Much had already happened that blackened his red dreams. What
was known as the communist fatherland crumbled. Many communist parties chose to be known
by other names after a protracted experiment with revolution. The ideological movement
with which EMS grew up never really grew beyond the borders of two-and-a-half states of
India even after six decades. That was more than enough to shake anyone with a robust
mental build, and inspire acute cynicism all around. Remarkably, that did not happen in
his case. One thing EMS never became was a cynic. His concern for poor people, and his
hope that tomorrow would be theirs, never dimmed a shade. If there was anything dim about
it, it was his dialectical diction that had somewhat lost its verve through overuse.
For six decades and a half, whether in or out of power, EMS
was a frame of social and intellectual reference. Often, it was what he said that set the
tone of political discourse. And nothing he ever said went without provoking a pervasive
reaction, whether hostile or hysterical. This was a quality he possessed right from when
he entered public life, giving up not only his enormous inherited property but also the
mental encumbrance of the supremacy of the caste in which he was born. The man who ended
up debunking Hindutva had in fact begun his life with a study of Hindu scriptures and
Vedas, stretching over several years. Such study had done little to refine the life of the
student. Which was why EMS set out 70 years ago to "make Namboodiris men",
telling them to hell with their obscurantism and forcing them to allow remarriage of
widows. That mutiny against the guardians of tradition in his own Brahmin tribe saw EMS
instantly becoming its leader. And he remained a leader ever since.
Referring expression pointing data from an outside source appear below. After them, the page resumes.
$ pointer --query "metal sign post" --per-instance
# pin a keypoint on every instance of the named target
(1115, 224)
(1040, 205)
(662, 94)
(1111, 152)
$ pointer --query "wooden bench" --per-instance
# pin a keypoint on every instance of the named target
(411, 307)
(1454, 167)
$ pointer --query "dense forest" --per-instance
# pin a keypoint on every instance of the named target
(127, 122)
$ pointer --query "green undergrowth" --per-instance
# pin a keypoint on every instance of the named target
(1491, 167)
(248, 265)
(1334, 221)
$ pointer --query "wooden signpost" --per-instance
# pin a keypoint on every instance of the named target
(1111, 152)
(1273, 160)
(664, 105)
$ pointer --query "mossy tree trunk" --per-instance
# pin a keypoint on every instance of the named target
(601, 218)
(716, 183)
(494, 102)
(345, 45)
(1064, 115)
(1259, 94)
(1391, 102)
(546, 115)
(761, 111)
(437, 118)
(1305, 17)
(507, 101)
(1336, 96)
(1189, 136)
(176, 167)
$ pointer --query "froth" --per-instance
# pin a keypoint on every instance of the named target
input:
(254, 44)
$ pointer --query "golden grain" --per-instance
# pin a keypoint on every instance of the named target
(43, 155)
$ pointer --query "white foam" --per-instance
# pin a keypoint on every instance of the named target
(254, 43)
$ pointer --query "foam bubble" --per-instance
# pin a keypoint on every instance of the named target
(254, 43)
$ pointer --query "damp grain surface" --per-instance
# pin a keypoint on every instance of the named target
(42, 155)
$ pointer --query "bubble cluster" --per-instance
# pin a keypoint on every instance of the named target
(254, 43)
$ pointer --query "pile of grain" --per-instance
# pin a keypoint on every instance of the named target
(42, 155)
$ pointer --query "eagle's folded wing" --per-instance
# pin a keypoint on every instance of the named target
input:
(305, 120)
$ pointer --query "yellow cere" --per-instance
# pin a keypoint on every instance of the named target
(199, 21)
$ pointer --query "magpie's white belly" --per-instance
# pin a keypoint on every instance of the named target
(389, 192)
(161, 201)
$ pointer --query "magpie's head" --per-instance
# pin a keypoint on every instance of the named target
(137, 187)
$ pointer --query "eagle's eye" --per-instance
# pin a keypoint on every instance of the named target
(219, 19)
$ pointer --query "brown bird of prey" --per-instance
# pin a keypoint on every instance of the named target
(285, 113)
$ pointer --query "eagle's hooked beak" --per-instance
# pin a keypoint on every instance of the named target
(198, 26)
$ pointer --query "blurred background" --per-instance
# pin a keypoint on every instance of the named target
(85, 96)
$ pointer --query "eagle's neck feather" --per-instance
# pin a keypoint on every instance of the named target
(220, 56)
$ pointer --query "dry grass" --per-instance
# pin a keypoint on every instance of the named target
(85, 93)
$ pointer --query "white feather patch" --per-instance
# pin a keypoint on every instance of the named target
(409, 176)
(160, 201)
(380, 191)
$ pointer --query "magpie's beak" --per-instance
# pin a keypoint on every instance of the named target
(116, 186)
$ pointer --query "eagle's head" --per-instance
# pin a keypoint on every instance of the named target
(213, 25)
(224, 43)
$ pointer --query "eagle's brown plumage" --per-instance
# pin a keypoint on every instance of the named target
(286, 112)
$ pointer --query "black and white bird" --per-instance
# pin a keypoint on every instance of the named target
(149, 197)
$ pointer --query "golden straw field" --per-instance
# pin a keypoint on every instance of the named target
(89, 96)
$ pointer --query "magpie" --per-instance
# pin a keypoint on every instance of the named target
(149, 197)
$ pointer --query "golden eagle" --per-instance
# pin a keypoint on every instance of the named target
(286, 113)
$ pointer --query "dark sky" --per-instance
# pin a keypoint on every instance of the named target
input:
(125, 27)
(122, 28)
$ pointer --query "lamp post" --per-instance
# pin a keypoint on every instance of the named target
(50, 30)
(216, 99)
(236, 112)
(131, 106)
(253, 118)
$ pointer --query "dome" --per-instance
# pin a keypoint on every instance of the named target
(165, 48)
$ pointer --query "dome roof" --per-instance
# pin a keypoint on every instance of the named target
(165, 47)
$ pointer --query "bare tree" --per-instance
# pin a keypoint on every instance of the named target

A man who stammered as he did could not have become an orator
known for his dazzling eloquence. For its lack, EMS had something else in abundance: wit
and erudition. Asked once what he felt when he stammered, his cryptic answer was that he
stammered only when he spoke. A peaceable man like him was an unlikely communist who would
exhort the toiling masses to join an armed insurrection against the ruling classes. Yet
EMS was among the architects and interpreters of all his party's changing theories of
revolution. He had the best of the bourgeois in him; he was also the best adopted son of
the working class. Naturally, he emerged as his party's choice for chief ministership of
Kerala in 1957 when it created world communist history by winning power through an
election, rather than seizing it through an uprising.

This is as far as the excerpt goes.